«Ogni giorno due ore di bici e lettura al pc»

PESCARA. L’ultima consulenza lavorativa risale allo scorso anno. Vittorio Pomilio, classe 1933, a maggio compirà 90 anni. Giocatore di pallacanestro arrivato in Nazionale alla fine degli anni ’50...
PESCARA. L’ultima consulenza lavorativa risale allo scorso anno. Vittorio Pomilio, classe 1933, a maggio compirà 90 anni. Giocatore di pallacanestro arrivato in Nazionale alla fine degli anni ’50 (disputò gli Europei nel ’57) e con il nipote Simone Fontecchio oggi in Nba, l’ingegnere ha lavorato per più di 60 anni, soprattutto nel settore acquedottistico.
Cosa è per lei la vecchiaia? «Con la nostra sopravvivenza portiamo tanti problemi alla società, perché nell’ultima fase della vita diventiamo sempre più deboli e bisognosi di aiuto. Una volta il vecchietto passava la giornata seduto, fumava la pipa e dava pareri che erano ascoltati. Oggi quei pareri sono superati e non li possiamo fornire più».
Lei si sente anziano?
«Ho avuto la fortuna di lavorare lungamente. L’ultima consulenza l’ho fatta lo scorso anno. La mia giornata non ha più impegno fisso, ma ho lasciato invariate tante cose. La mattina passo almeno un paio di ore in bici, leggo con il computer perché ho problemi alla vista e con il pc posso ingrandire tutto. E mi metto a disposizione della famiglia. Ho figli e nipoti in giro per il mondo e quindi faccio tante video call».
Si dice che l’Italia è un paese per vecchi. Pescara?
«Penso che in generale la tecnologia rischia di isolare gli anziani. Io ho 90 anni e uso internet, ma la maggior parte delle persone che non ha questa dimestichezza, rischia di venire tagliata fuori da tutto».
Un ricordo della carriera?
«Ho avuto il privilegio di avere genitori che all’epoca già avevano viaggiato nel mondo.

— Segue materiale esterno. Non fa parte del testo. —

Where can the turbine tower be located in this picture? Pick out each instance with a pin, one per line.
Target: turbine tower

Ho fatto lo sport ad alti livello perché mio padre aveva capito l’importanza dello sport nella formazione della gioventù. Quando nel ’60 si prospettò la possibilità di partecipare alle olimpiadi di Roma, andai dal mio datore di lavoro e gli chiesi 3 mesi di aspettativa e lui mi rispose che le Olimpiadi le avrei fatte sulla diga di Bomba che stavamo costruendo». (m.pa.)